“Lesser of Two Evils”: Applying Artificial Intelligence to Move Beyond Self-Reports

Catharine Fairbairn, Nigel Bosch

February 13, 2026

Tags:

Emojis ranging from negative to positive emotions.

Self-reports • Machine learning • Conclusion

Psychology has long been a science of self-reports.
Overreliance on self-reports can lead to inflated effects.
A range of automated measures provide new options for behavioral researchers.
Although neither self-reports nor automated tools offer measurement free from error, automated measures are less likely to be vulnerable to systematic forms of error and false-positive findings when compared with self-reports.

When selecting measures for use in new research, psychologists have overwhelmingly turned to self-reports. Though questionnaires and interview-style measures have advantages, studies exploring relationships between multiple self-reports can produce inflated effects.

Progress in artificial intelligence (AI) and machine learning has the potential to transform measurement in psychology by offering new ways to analyze data created naturally through everyday human activities, including social media posts, videos, and photographs. In this essay, coauthored by a behavioral scientist with a doctoral degree in psychology (Catharine Fairbairn) and a machine-learning researcher with a doctorate in computer science (Nigel Bosch), we argue for increased uptake of automated measures in psychological science. Specifically, we advocate for these new AI-based measures not because they offer measurement free from error, but rather because they avoid specific problematic forms of error linked to overreliance on self-reports.

Self-reports

Psychology has long been a science of self-reports. When applied to subjective constructs, self-reports can provide a view of human experience that is tremendously valuable and difficult to capture via other means (Garcia & Gustavson, 1997). Self-reports are also cost-effective and scalable, and when they include multiple choice and Likert-style response options, self-reports can easily be analyzed with conventional statistical approaches (Paulhus & Vazire, 2007).

Catharine Fairbairn

Although self-reports have advantages, their use in psychological science might be said to have gotten out of hand (Baumeister et al., 2007). The application of self-reports in behavioral research now extends well beyond the measurement of constructs that are inherently subjective to the measurement of behavior, events, skills/abilities, and even physiology (Fairbairn & Bosch, in press).
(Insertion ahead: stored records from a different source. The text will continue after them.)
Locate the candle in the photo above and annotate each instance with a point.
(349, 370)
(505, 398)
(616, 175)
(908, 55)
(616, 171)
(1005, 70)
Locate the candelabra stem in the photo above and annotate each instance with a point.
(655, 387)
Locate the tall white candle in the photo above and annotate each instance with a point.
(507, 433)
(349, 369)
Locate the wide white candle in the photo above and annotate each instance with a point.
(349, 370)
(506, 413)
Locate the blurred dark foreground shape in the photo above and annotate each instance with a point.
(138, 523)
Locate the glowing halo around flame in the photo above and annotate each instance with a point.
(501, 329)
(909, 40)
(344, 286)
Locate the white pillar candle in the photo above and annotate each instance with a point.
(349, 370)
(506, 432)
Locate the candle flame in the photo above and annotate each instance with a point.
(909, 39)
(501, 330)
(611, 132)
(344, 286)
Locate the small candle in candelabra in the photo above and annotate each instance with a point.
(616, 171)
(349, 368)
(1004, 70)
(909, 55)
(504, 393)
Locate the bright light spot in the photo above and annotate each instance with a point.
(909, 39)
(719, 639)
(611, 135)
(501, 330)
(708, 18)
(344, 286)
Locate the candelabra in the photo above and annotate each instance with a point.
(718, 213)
Psychological processes often operate at levels below conscious awareness, such that we as humans may find ourselves unable to accurately report on our internal thoughts and feelings and external behaviors (Nisbett & Wilson, 1977). Limitations in memory and self-perception interfere with the accuracy of self-reports, with recall for distant life events, aggregation of information across time, and self-evaluation of our own performance emerging as particularly biased (Baldwin et al., 2019; Dunning et al., 2004; Schwarz, 1999).

Even when we are capable of accurately reporting our experiences, we may not always be willing to do so, with misreporting on sensitive topics (e.g., drug use) reaching levels as high as 50% (Tourangeau & Yan, 2007). Fixed-choice items are no help in this regard. Participant responses to multiple-choice and Likert-type items vary substantially depending on the specific response options provided by researchers (Schwarz, 1999).

In sum, we know that self-reports contain error. But the same could be said of every assessment technique deployed in the history of science. When it comes to measurement, we never deal in the realm of absolute truth, but rather one fumbling attempt at approximation after another.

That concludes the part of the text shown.